Wampanoag Country Club
- Interactive map of Wampanoag Country Club

Club information
- Location: West Hartford, Connecticut, U.S.
- Established: 1924
- Type: Private
- Operator: Isaac W. Storandt
- Tota holes: 18
- Tournaments: Connecticut Amateur: 1930, 1939, 1955, 1963, 1973, 1982, 2003; Connecticut Open: 1932, 1937, 1940, 1950, 1968, 1980; New England Amateur: 1960;
- Website: https://www.wampanoagcc.com/
- Designed by: Donald Ross (golf course architect)
- Par: 72
- Length: 7,011
- Course rating: 73.4

= Wampanoag Country Club =

Club in Connecticut, United States

Wampanoag Country Club is a country club in West Hartford, Connecticut. The club was created in the early 1920s by the famed golf course architect Donald Ross. His design was considered "one of his masterpieces" and the club hosted the Connecticut Open, PGA Tour-level event, shortly after its creation. In the 1950s, "a new era" was inaugurated when new clubhouse was created. The club has continued to host significant tournaments through the 21st century, including the Connecticut Amateur and the Connecticut Women's Open.

== History ==
In the early 1920s, 330 men from the area decided to spend $1,000 each to purchase territory near Hartford to create a country club. The club's property was acquired in April 1924.

The course was designed by the well-known golf course architect Donald Ross. In June 1924, builder Peter Sazio and engineer Fred Dale began work on creating the course. Shortly thereafter, "[e]ntire charge of the proposition" was given to J.G. Kanter, an "expert" golf course construction engineer. In 1925, the course was under construction. As of February 1925, everything was moving ahead of schedule. The course was to exist upon 185 acres. The course was intended to have moderate terrain, never rising above "fifty feet" with "undulations [that] gently rise and fall" and a lack of "steep hills." The engineering was known to be ahead of its time and the bunkers were intended to be "self-draining."

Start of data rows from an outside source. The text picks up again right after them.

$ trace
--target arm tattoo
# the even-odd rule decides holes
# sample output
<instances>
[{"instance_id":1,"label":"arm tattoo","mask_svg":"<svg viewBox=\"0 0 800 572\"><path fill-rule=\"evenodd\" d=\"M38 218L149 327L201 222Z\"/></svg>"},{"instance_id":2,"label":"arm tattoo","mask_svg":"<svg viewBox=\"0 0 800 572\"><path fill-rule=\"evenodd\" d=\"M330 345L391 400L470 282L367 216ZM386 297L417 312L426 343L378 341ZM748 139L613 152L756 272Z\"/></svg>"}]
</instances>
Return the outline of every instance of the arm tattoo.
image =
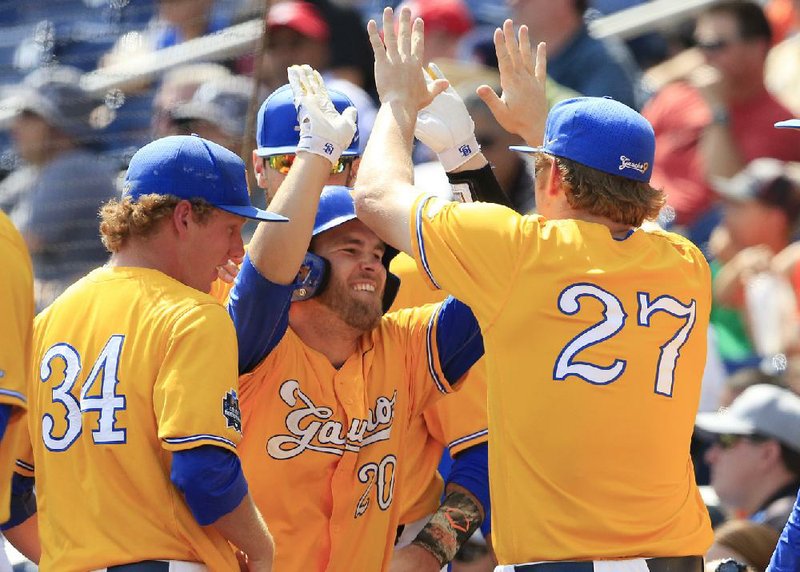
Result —
<instances>
[{"instance_id":1,"label":"arm tattoo","mask_svg":"<svg viewBox=\"0 0 800 572\"><path fill-rule=\"evenodd\" d=\"M444 566L455 557L482 521L483 510L475 497L455 491L447 495L412 544L433 554Z\"/></svg>"}]
</instances>

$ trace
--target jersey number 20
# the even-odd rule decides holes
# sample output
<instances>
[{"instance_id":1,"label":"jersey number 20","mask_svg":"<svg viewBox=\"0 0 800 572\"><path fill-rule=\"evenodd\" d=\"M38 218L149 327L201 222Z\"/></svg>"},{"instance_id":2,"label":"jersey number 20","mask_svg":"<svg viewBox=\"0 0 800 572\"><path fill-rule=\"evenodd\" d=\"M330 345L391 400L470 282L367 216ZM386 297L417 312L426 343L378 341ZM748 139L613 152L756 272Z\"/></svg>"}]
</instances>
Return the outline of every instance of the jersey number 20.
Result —
<instances>
[{"instance_id":1,"label":"jersey number 20","mask_svg":"<svg viewBox=\"0 0 800 572\"><path fill-rule=\"evenodd\" d=\"M119 378L119 356L122 352L123 335L111 336L95 360L89 375L81 385L80 399L75 399L72 389L81 374L81 356L75 348L66 343L58 343L45 352L39 368L39 380L47 382L53 374L51 364L54 360L64 363L64 379L52 389L53 403L60 403L66 409L64 419L67 428L60 437L53 435L55 422L53 416L45 413L42 417L42 440L50 451L66 451L80 436L83 430L82 413L99 411L97 429L92 430L95 444L125 443L126 430L117 428L117 411L125 409L125 396L117 394ZM89 395L97 378L100 378L100 395Z\"/></svg>"},{"instance_id":2,"label":"jersey number 20","mask_svg":"<svg viewBox=\"0 0 800 572\"><path fill-rule=\"evenodd\" d=\"M553 368L553 379L564 380L574 375L595 385L607 385L616 381L625 371L627 361L615 359L614 363L603 367L593 363L582 362L576 355L586 348L599 344L615 336L625 326L628 314L616 296L603 290L596 284L579 283L565 288L558 297L558 309L572 316L581 309L580 299L588 296L595 298L603 305L603 320L587 328L573 338L558 356ZM650 327L650 318L657 312L666 312L681 320L675 334L664 341L656 366L655 392L672 397L672 386L675 383L675 367L678 364L681 347L689 339L696 319L696 304L692 300L688 306L672 296L659 296L650 300L646 292L639 292L639 326Z\"/></svg>"}]
</instances>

The members of the club also wanted a clubhouse. Construction of the clubhouse was intended to begin in the spring of 1925 and the clubhouse was expected to open concurrent with the golf course. However, building the "golf course was above expectations" and the intended clubhouse was not completed. The members decided to purchase a farmhouse on North Main Street and use that as a clubhouse.

In 1928, the golf course was complete. William B. Goodwin would be the first president. Over half a million dollars had been invested to create the club. It was also announced that the entrance membership fee was $1,000 and annual membership fees were $150. Membership was then limited to 350 people but was intended to expand to 400 people.

In the 1930s, the course began hosting significant tournaments. The club hosted the Connecticut Open, then a PGA Tour-level event, several times during this era.

In 1954, construction for a new clubhouse began. The Anderson Fairoaks Construction Company was commissioned to build the clubhouse. On January 22, 1955, the new clubhouse with "ranch-style architecture" opened. A swimming pool and locker room were new additions from the old clubhouse. According to The Hartford Courant, "[o]nly minor changes" were made to the golf course.

A few months after the opening of the new clubhouse, the course hosted the Connecticut Amateur. Wampanoag has hosted the tournament several times since then. In the late 20th and early 21st century, Wampanoag has hosted a number of other significant tournaments. In 1998, the course hosted the Kennedy Cup, an event pitting local golfers from Hartford County, Connecticut against amateur golfers from Wexford County, Ireland. In 2005, the course hosted the Connecticut Women's Open. The event was won by Elizabeth Janangelo, a member of the club.